Investing.com -- Investor positioning in U.S. equities has moderated, with a rise in bearish flows driven by uncertainty around trade policy and mounting fiscal concerns, according to Citigroup (NYSE: C ).
The shift was most apparent in the Nasdaq and Russell 2000 , where the bank pointed out “a combination of new short positioning and long covering.”
But despite this trend, overall U.S. positioning remains net long, strategists led by Chris Montagu said.
They pointed out mixed activity in S&P 500 futures , while exchange-traded fund (ETF) positioning stayed close to neutral.
Meanwhile, small caps “exhibit a higher degree of positioning risks from current loss levels,” the team added.
In Europe, equity positioning was broadly stable despite growing pressure from potential U.S. tariffs.
Citi noted that positioning in EuroStoxx and FTSE indices remained near neutral, while sentiment on the DAX stayed bullish.
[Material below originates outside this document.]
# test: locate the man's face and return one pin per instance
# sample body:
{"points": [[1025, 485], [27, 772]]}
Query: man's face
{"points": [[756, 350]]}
European banks, in the meantime, continued to attract positive momentum.
Asian markets showed a more uneven picture. “Positioning trends diverged across Asian markets,” strategists wrote, as investors took opposite stances on major regional indices.
Bullish sentiment rose in China’s A50 and Hong Kong’s Hang Seng , despite declining index levels. Meanwhile, Japan’s Nikkei and South Korea’s KOSPI saw weaker positioning, with the Nikkei showing the sharpest drop of all indices tracked.
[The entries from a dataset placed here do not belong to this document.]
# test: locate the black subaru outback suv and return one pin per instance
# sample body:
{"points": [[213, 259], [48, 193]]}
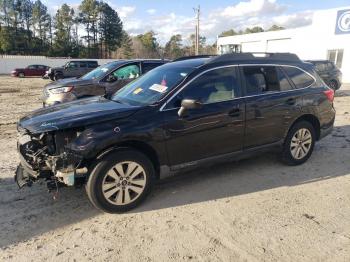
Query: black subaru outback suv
{"points": [[180, 115]]}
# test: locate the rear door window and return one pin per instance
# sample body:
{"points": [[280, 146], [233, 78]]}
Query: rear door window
{"points": [[285, 85], [92, 64], [214, 86], [262, 79], [73, 65], [298, 77], [83, 64]]}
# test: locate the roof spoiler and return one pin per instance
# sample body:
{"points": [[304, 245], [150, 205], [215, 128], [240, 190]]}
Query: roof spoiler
{"points": [[193, 57], [246, 57]]}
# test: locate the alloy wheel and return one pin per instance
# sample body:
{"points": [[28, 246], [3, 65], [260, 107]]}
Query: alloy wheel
{"points": [[124, 183], [301, 143]]}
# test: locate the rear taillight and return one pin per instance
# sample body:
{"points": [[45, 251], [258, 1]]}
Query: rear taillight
{"points": [[329, 94]]}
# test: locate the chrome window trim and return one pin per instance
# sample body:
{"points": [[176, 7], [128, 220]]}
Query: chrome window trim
{"points": [[237, 65]]}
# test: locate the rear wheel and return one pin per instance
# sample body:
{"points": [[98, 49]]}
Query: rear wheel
{"points": [[299, 143], [120, 181]]}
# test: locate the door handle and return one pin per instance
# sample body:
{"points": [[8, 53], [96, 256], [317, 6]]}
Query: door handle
{"points": [[291, 101], [235, 112]]}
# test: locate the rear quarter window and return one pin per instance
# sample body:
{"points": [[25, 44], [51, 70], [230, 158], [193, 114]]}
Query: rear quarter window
{"points": [[300, 78]]}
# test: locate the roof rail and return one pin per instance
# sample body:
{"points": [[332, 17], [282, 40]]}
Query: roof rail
{"points": [[288, 57], [193, 57]]}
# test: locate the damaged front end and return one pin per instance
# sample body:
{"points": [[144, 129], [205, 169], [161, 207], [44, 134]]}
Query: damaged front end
{"points": [[46, 156]]}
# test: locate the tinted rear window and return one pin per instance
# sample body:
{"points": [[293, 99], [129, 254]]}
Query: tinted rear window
{"points": [[298, 77]]}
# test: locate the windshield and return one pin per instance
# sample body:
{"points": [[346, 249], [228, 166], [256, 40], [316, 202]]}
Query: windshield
{"points": [[99, 72], [149, 88]]}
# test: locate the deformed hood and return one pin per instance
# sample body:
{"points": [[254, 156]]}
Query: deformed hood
{"points": [[75, 114]]}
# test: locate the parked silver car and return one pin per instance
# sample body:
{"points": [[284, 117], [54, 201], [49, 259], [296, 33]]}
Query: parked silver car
{"points": [[72, 69]]}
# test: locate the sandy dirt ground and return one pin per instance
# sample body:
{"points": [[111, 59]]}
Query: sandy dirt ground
{"points": [[254, 210]]}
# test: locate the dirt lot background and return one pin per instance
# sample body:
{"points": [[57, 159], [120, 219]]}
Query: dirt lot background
{"points": [[254, 210]]}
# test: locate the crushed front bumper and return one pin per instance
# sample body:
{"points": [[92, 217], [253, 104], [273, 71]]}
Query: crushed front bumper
{"points": [[22, 177]]}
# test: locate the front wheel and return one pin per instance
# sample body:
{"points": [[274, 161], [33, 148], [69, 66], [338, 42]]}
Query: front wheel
{"points": [[120, 181], [299, 144]]}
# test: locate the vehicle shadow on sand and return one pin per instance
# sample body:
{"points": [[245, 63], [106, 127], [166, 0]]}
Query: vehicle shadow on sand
{"points": [[31, 212]]}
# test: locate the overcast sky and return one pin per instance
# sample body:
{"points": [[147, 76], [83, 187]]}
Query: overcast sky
{"points": [[167, 18]]}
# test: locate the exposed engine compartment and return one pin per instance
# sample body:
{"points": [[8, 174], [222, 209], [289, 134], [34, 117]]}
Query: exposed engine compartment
{"points": [[47, 156]]}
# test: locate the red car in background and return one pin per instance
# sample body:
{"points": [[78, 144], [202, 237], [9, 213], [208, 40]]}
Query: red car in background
{"points": [[31, 70]]}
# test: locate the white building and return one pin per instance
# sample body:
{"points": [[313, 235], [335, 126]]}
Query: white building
{"points": [[328, 37]]}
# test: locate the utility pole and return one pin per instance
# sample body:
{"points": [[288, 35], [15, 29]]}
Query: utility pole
{"points": [[198, 12]]}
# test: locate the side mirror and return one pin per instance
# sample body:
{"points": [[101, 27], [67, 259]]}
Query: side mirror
{"points": [[111, 78], [187, 104]]}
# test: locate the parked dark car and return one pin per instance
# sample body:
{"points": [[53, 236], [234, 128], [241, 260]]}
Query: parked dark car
{"points": [[328, 71], [72, 69], [31, 70], [104, 80], [178, 116]]}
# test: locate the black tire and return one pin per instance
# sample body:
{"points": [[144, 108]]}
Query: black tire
{"points": [[58, 76], [334, 85], [98, 176], [287, 152]]}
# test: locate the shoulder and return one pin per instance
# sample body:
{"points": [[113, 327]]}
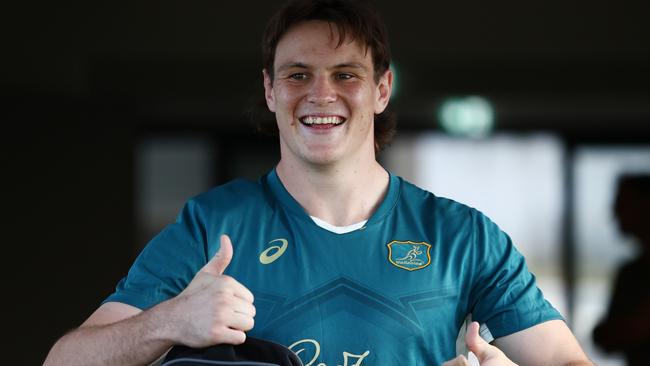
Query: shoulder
{"points": [[442, 207]]}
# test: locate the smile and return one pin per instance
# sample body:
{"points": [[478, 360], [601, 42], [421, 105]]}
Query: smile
{"points": [[322, 121]]}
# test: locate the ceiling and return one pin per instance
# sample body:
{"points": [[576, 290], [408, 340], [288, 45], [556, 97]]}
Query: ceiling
{"points": [[558, 65]]}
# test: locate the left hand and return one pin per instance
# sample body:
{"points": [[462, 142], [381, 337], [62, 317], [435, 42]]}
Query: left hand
{"points": [[487, 354]]}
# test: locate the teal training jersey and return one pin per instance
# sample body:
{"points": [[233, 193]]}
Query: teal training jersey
{"points": [[394, 292]]}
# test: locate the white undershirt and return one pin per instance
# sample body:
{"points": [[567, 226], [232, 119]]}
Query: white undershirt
{"points": [[338, 229]]}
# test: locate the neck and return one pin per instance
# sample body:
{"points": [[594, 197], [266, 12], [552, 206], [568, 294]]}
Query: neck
{"points": [[341, 194]]}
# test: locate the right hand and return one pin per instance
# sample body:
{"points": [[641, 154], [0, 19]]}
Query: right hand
{"points": [[214, 308]]}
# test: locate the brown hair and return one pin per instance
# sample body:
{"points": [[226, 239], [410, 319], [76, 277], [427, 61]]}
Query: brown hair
{"points": [[354, 19]]}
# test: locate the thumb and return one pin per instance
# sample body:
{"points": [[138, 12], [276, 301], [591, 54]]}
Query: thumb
{"points": [[478, 345], [221, 260]]}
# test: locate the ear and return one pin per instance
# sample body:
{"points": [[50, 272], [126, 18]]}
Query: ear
{"points": [[268, 91], [384, 88]]}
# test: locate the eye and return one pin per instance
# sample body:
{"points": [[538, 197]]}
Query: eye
{"points": [[298, 76]]}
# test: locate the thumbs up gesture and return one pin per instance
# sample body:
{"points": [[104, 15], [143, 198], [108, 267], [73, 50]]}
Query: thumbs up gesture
{"points": [[214, 308], [487, 354]]}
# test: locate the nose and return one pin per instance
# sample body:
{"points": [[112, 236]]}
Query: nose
{"points": [[322, 91]]}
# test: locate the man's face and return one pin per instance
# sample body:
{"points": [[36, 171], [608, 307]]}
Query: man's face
{"points": [[324, 97]]}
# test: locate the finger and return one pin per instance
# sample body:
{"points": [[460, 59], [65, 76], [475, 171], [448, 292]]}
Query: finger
{"points": [[221, 260], [241, 322], [243, 307], [240, 291], [477, 345], [232, 336], [458, 361]]}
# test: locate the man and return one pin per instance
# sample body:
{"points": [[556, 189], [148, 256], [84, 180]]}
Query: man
{"points": [[345, 263]]}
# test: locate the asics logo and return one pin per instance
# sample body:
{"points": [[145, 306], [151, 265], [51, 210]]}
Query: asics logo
{"points": [[265, 258]]}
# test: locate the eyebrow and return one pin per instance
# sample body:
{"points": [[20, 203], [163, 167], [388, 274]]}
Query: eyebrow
{"points": [[301, 65]]}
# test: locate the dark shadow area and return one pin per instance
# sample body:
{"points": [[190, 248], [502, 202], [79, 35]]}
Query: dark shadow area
{"points": [[626, 328]]}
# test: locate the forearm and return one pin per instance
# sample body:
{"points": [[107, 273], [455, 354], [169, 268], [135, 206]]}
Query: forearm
{"points": [[138, 340]]}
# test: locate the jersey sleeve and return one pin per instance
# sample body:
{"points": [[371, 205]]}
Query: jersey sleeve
{"points": [[504, 293], [168, 262]]}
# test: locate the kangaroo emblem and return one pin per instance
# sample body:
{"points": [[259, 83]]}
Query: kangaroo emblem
{"points": [[412, 254]]}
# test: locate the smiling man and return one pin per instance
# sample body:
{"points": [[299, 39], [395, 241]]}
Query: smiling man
{"points": [[332, 256]]}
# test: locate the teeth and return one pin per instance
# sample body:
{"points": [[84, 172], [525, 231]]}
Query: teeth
{"points": [[330, 120]]}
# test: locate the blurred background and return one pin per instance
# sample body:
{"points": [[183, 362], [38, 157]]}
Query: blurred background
{"points": [[115, 114]]}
“Nikkei positioning is the most bearish amongst the indices we track and has also seen the largest decline for the week,” the note states.
Overall, Citi highlights how investor sentiment is shifting in response to macroeconomic and policy-driven risks, particularly in the U.S., where “ongoing U.S. trade policy uncertainty and heightened concerns regarding fiscal policy” are weighing on positioning.